![La sélection de mai 2019 1 PONTHUS Joseph c Philippe Matsas Opale Editions La Table Ronde](https://www.causette.fr/wp-content/uploads/2020/02/PONTHUS-Joseph-c-Philippe-Matsas_Opale_Editions-La-Table-Ronde-1024x1019.jpg)
À la ligne. Feuillets d'usine, de Joseph Ponthus
« Aujourd’hui, j’ai dépoté trois cent cinquante kilos de chimères. » En bon amoureux de la littérature, Joseph Ponthus ne peut pas s’empêcher de s’émerveiller de cette phrase, qui est pourtant sa réalité concrète, ce jour-là, à l’usine de poissons (la chimère en est un). Joseph (hypokhâgne, khâgne, éducateur spécialisé) est contraint de travailler en usine après avoir cherché autre chose, en vain. Il s’attend à la dureté du travail, au froid, à la lancinante répétition des gestes, mais pas du tout à ce qui bientôt le happe, le besoin d’écrire « non le glauque de l’usine, mais sa paradoxale beauté ». Oui, l’usine va l’aider à se replacer dans la société, à réfléchir, à reconsidérer son corps, ici durement mis à l’épreuve. Son livre, qui vient d’être couronné par le prix Régine Deforges 2019, décrit le quotidien ouvrier, les pauses, la chaîne, les loisirs bouffés par la perspective du retour, avec une écriture superbe, en un poème cadencé : « C’est l’usine qui a donné le rythme : sur une ligne de production, tout s’enchaîne très vite. Il n’y a pas le temps de mettre de jolies subordonnées. Les gestes sont machinaux et les pensées vont à la ligne. » À la ligne, c’est devenu le titre de ce livre puissant, malin, bienveillant, parfois souriant. Essentiel. I. M.
À la ligne. Feuillets d’usine, de Joseph Ponthus. Éd. La table ronde, 266 pages, 18 euros.

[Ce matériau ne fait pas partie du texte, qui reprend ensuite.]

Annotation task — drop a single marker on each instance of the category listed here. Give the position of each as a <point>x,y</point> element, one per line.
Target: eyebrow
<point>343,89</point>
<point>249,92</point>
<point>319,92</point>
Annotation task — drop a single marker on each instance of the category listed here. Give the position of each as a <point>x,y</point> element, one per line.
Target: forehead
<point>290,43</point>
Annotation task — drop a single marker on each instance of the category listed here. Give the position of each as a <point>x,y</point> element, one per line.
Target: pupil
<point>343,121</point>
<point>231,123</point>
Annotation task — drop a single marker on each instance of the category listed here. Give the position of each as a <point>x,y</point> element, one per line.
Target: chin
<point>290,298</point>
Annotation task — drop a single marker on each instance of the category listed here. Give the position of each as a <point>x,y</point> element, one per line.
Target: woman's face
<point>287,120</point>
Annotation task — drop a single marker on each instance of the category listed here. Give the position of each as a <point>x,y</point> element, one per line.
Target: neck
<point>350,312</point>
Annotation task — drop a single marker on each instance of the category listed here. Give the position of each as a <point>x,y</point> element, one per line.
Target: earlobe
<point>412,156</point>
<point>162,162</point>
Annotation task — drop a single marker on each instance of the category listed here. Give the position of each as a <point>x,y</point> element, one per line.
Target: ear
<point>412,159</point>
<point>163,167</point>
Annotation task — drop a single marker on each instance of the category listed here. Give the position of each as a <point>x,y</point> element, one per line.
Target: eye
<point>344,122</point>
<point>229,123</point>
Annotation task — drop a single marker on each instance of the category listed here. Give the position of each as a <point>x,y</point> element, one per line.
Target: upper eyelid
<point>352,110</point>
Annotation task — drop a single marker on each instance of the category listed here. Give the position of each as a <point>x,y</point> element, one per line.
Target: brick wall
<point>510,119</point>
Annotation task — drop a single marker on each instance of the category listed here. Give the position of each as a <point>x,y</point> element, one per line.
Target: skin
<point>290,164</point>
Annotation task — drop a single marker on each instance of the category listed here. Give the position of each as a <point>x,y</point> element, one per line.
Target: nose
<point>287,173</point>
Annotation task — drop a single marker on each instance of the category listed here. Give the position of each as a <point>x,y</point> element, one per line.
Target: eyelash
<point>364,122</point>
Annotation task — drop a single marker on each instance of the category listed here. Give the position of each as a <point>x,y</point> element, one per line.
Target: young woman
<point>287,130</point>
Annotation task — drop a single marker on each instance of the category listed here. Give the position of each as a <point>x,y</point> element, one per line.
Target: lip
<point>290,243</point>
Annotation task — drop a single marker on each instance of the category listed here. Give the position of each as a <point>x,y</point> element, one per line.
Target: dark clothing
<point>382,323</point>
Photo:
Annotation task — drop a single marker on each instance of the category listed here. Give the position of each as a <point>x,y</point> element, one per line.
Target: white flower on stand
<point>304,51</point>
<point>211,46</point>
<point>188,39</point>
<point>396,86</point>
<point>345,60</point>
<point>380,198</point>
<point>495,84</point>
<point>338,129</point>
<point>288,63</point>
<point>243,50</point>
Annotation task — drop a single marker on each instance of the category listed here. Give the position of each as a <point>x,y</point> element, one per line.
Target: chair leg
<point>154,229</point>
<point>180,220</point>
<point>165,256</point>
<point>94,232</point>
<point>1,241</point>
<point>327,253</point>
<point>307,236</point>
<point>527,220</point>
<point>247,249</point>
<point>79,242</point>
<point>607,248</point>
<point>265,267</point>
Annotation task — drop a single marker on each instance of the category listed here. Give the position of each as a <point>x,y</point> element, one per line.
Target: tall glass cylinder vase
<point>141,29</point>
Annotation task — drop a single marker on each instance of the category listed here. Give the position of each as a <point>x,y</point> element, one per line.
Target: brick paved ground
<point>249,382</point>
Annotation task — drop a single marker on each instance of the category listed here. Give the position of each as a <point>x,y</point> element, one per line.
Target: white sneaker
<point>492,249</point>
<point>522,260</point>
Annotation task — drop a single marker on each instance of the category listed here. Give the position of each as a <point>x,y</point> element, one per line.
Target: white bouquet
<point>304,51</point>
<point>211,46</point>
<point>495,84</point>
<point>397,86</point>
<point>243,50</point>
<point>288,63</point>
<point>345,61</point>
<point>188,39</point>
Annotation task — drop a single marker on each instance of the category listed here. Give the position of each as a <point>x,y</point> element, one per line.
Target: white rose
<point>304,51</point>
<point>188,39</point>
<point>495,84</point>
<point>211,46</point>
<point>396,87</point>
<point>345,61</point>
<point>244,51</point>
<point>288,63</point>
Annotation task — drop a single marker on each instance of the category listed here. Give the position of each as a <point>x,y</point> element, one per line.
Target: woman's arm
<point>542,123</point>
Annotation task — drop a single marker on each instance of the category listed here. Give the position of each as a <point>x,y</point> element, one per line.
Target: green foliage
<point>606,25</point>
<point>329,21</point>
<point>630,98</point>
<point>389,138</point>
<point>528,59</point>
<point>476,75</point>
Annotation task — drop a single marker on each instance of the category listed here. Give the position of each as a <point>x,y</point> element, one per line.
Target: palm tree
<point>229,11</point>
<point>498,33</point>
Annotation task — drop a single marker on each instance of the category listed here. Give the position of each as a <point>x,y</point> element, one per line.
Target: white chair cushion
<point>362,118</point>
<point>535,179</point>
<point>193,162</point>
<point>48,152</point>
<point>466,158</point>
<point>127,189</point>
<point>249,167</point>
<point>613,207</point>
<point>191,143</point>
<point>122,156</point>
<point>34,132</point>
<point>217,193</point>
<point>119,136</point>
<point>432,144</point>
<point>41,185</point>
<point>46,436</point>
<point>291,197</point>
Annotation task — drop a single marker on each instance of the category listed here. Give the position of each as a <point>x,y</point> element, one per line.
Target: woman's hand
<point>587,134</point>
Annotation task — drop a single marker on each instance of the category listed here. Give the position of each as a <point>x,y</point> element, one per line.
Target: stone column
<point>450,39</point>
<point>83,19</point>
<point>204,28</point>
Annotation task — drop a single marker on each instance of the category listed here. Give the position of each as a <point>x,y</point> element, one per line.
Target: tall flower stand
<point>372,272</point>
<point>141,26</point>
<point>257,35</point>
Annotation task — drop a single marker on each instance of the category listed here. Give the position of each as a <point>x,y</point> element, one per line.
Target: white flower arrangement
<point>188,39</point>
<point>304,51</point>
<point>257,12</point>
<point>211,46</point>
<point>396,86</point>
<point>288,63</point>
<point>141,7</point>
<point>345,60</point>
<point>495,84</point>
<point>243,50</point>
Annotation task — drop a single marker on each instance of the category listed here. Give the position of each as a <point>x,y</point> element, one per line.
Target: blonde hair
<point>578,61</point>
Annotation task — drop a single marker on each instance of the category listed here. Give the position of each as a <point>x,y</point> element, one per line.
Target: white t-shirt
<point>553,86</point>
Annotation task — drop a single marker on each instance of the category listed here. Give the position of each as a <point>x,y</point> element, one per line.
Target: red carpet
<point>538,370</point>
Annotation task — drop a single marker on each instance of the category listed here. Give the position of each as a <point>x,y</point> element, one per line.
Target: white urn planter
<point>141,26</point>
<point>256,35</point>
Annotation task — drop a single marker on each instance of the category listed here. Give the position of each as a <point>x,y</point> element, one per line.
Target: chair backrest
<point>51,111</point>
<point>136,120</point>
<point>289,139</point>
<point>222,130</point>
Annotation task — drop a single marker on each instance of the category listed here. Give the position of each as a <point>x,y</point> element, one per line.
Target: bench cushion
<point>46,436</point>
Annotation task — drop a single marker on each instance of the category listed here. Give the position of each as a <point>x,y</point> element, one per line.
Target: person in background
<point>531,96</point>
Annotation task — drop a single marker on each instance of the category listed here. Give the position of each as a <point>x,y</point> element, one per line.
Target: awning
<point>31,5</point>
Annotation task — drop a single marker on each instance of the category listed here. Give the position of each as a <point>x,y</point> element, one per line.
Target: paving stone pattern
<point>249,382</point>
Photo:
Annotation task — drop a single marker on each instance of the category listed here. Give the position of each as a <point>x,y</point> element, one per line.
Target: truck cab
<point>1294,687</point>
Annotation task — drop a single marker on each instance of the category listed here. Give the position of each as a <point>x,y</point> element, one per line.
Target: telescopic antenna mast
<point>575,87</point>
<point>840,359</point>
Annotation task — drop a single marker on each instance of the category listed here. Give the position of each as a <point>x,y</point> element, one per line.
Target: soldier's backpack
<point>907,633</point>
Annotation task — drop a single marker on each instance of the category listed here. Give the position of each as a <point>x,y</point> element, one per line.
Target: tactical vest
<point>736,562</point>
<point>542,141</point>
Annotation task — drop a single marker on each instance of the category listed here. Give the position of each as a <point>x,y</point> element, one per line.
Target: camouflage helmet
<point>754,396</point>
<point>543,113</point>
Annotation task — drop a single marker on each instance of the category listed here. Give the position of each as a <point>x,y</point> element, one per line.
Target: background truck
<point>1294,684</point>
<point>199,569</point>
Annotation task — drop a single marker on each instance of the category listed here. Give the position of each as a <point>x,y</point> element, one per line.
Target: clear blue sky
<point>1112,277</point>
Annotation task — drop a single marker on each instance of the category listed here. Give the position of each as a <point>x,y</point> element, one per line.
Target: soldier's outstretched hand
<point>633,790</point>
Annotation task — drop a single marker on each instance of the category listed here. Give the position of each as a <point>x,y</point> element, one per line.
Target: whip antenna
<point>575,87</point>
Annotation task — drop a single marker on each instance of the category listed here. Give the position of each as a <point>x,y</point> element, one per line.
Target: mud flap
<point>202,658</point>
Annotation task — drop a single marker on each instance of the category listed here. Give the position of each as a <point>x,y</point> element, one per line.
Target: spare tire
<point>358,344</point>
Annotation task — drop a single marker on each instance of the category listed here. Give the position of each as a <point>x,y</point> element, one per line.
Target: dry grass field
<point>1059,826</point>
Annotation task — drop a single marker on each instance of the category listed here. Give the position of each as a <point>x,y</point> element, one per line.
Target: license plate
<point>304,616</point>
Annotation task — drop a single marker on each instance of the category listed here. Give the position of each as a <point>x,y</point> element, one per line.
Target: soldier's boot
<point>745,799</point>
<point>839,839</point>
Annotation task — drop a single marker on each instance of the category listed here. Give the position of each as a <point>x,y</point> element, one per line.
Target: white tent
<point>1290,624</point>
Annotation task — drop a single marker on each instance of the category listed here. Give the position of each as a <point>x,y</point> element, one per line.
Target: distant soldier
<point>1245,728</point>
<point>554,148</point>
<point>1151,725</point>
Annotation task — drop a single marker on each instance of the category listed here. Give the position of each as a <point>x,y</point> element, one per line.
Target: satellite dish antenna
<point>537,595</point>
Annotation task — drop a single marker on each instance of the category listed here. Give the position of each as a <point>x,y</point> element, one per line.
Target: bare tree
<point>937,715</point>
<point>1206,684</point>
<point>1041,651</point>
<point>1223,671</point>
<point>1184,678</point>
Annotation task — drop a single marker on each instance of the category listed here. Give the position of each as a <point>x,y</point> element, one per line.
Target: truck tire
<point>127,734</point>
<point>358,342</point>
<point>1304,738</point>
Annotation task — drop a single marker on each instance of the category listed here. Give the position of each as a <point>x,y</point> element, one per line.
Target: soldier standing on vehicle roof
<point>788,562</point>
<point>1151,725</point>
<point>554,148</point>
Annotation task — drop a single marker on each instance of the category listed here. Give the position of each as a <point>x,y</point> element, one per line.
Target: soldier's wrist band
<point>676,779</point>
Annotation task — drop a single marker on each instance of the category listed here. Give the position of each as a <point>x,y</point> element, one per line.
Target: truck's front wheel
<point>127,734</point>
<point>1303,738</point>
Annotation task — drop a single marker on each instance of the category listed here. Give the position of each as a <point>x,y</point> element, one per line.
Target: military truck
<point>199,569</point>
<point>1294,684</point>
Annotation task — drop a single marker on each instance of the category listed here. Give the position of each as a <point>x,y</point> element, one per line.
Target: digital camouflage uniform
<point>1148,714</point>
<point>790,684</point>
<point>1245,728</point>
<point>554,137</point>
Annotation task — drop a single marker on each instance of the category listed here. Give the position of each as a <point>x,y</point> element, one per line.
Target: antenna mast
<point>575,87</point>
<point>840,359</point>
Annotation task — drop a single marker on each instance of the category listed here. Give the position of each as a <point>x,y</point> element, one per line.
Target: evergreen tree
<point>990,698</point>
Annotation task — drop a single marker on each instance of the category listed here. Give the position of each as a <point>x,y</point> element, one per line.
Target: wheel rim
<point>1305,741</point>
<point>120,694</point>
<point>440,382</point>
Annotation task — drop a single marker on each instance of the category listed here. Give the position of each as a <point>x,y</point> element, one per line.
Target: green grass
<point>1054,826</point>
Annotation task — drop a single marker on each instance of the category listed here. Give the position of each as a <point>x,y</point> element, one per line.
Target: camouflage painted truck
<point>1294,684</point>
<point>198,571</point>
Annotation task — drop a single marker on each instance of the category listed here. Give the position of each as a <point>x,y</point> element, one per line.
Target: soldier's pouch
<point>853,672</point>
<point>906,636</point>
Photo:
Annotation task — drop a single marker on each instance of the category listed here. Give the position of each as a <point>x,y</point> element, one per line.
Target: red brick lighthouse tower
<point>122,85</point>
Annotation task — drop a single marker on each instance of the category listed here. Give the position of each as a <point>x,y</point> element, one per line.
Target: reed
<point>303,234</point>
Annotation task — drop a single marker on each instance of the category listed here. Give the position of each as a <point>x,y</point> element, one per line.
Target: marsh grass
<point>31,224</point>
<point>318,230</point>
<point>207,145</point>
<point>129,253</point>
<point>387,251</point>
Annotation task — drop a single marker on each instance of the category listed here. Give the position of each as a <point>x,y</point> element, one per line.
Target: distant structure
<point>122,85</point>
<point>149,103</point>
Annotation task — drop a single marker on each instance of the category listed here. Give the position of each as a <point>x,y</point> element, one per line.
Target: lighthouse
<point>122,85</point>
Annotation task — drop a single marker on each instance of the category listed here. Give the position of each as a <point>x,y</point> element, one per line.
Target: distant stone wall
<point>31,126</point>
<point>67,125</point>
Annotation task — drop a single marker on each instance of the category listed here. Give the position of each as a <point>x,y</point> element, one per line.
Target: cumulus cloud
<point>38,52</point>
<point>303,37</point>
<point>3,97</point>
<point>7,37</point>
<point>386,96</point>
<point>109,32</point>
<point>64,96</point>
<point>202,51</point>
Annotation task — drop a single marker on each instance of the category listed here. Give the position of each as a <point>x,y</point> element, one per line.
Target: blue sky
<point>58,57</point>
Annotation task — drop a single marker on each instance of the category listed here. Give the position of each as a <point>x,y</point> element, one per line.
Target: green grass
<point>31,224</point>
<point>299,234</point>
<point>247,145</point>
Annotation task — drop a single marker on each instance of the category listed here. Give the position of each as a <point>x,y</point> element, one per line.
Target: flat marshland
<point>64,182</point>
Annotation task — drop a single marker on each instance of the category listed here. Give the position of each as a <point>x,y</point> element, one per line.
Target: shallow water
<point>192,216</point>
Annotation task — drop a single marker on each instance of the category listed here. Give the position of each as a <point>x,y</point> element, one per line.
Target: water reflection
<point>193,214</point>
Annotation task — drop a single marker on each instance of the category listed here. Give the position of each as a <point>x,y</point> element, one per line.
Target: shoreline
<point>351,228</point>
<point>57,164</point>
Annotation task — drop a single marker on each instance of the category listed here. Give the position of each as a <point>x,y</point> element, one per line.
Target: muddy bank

Sans eux, de Caroline Fauchon
Orphelines de père, devenues femmes fatales, Awa Traoré et Eugénie Marin « vivent dans un univers où les hommes n’ont fait que passer ». Mais il n’y a pas que de la posture, ici, car c’est un fait : les hommes sont en voie d’extinction. Plus exactement : le monde assiste depuis quelque temps à un affaiblissement du chromosome Y, une mutation de l’espèce a provoqué la pénurie progressive (et rapide) des mâles. Tout se féminise : la société, le pouvoir, les relations. C’est Lisa, narratrice du livre et amie des deux femmes, qui raconte, alternant entre ses souvenirs et les pages de son blog sur la « Grande Mutation » : « À l’origine, il y avait des hommes et des femmes, désormais il y a des êtres humains qui vivent et se reproduisent. » Tout a changé, mais le monde continue à tourner, indifférent à la pénurie d’hommes. Utopie ou dystopie ? À vous de voir, quand vous aurez fini ce sidérant premier roman de Caroline Fauchon, légère anticipation dépeignant et faisant littérature d’un monde qui a dépassé la question des genres. H. A.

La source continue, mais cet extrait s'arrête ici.